Hiding? Or Just Okay?   Leave a comment

I recently watched half of an hour-long TV show, waiting for the show I wanted to watch to come on.  I don’t remember the name of the show; I had never watched it before.  It took place in a hospital.  A older woman was brought in and it turned out her husband had died over a year prior, and at that time (it was a car crash, and she was in the car) she got paralyzed from the waist down.  But now she was starting to feel things in her legs again.

She was a woman of faith and believed that God was healing her, and that all glory and praise should go to Him for her getting feeling back in her legs.  The doctors told her, however, that there was no reason for her paralysis in the first place and that she always had the ability to walk.  Basically, her being paralyzed was her way of putting off dealing with the death of her husband.

And I wondered: Is that me?  This year especially I have been very busy at work, almost all the time.  It is tiring and stressful, but it has also felt like a God-send. It helps me get through each day, and helps take my mind off how much I miss my wonderful husband.

Am I in denial?  Will I wake up one day and feel different?  Have I been stuffing my feelings into the background and busying myself with other things so I don’t have to think about Randy’s death?

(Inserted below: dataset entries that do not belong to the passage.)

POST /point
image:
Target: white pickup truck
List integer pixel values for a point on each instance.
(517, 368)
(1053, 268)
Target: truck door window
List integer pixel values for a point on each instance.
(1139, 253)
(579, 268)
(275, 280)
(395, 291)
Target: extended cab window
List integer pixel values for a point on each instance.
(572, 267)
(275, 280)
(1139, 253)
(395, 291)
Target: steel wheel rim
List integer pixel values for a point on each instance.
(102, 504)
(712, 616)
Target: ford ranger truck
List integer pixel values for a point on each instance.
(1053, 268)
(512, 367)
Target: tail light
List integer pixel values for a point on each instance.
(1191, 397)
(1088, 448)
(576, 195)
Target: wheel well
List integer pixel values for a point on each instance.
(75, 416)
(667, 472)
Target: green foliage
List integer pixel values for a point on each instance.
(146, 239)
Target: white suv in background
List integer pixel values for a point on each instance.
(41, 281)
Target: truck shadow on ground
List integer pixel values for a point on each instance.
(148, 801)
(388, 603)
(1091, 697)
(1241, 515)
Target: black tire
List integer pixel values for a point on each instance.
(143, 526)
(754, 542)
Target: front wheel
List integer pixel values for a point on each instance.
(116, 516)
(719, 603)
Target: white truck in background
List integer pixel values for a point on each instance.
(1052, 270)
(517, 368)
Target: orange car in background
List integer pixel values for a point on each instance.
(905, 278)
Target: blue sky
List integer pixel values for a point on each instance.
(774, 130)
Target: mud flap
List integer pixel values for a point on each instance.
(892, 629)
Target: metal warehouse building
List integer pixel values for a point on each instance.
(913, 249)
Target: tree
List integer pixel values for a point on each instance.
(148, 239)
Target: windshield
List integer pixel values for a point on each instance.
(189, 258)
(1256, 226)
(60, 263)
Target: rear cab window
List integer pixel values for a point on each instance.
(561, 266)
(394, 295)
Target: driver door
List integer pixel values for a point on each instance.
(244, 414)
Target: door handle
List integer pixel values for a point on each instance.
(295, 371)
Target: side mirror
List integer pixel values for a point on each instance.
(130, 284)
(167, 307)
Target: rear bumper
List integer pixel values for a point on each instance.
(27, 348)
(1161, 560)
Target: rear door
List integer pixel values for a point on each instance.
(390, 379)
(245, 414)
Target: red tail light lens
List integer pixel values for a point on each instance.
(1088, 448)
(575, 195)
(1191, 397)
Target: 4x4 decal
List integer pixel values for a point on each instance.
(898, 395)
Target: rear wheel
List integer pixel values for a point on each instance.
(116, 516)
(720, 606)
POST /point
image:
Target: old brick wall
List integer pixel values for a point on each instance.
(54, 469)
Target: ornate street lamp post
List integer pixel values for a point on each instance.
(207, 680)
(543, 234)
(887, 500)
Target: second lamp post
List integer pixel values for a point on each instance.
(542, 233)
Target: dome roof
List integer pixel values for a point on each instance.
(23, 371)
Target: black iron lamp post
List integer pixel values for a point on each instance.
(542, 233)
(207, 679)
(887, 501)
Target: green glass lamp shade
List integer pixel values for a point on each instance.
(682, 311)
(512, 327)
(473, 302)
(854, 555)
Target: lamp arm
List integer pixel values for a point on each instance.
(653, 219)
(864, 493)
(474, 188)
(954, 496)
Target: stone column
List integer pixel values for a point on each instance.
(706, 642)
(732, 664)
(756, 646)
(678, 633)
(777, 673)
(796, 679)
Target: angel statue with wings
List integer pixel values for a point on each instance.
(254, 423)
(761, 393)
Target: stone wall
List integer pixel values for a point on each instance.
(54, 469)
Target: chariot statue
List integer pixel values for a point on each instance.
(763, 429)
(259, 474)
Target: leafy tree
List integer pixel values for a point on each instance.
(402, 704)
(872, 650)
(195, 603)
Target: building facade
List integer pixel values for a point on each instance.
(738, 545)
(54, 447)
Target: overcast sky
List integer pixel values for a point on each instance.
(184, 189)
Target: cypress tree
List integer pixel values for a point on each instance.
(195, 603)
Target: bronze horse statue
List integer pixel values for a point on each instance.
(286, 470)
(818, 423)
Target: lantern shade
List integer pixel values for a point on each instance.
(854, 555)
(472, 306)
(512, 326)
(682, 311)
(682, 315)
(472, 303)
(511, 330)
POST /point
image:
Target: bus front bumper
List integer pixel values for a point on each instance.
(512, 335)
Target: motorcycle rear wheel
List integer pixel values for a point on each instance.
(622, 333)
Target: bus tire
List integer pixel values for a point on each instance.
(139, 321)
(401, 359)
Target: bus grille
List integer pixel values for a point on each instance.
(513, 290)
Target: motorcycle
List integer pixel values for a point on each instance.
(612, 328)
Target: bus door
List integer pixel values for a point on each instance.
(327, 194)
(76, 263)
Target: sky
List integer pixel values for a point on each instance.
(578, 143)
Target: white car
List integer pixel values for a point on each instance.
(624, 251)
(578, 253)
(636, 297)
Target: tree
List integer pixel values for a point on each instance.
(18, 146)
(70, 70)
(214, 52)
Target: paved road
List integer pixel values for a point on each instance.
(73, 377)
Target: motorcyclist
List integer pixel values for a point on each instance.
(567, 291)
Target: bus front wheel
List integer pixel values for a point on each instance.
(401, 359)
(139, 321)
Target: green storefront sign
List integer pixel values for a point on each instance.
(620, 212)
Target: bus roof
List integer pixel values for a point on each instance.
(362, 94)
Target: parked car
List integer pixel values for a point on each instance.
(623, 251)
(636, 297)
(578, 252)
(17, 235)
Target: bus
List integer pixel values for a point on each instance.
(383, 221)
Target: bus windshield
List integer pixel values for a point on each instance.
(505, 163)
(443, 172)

I think ….. not. I have already been through devastating loss, when my son was murdered in 2000.  I know about shock, and slowly going through the stages of grief. I know about coming to grips with my loss. I know about thinking of my loss and how it affects me and my life, and I know about facing it.

I don’t believe I am in denial about Randy’s death.  My tears are testament to the fact that I am not denying my feelings.   So, I keep going on.  Trying to be the light that God wants me to be.  Trying to find ways I can shine for Jesus.

I hope this season finds you shining out for God, and receiving blessings in return.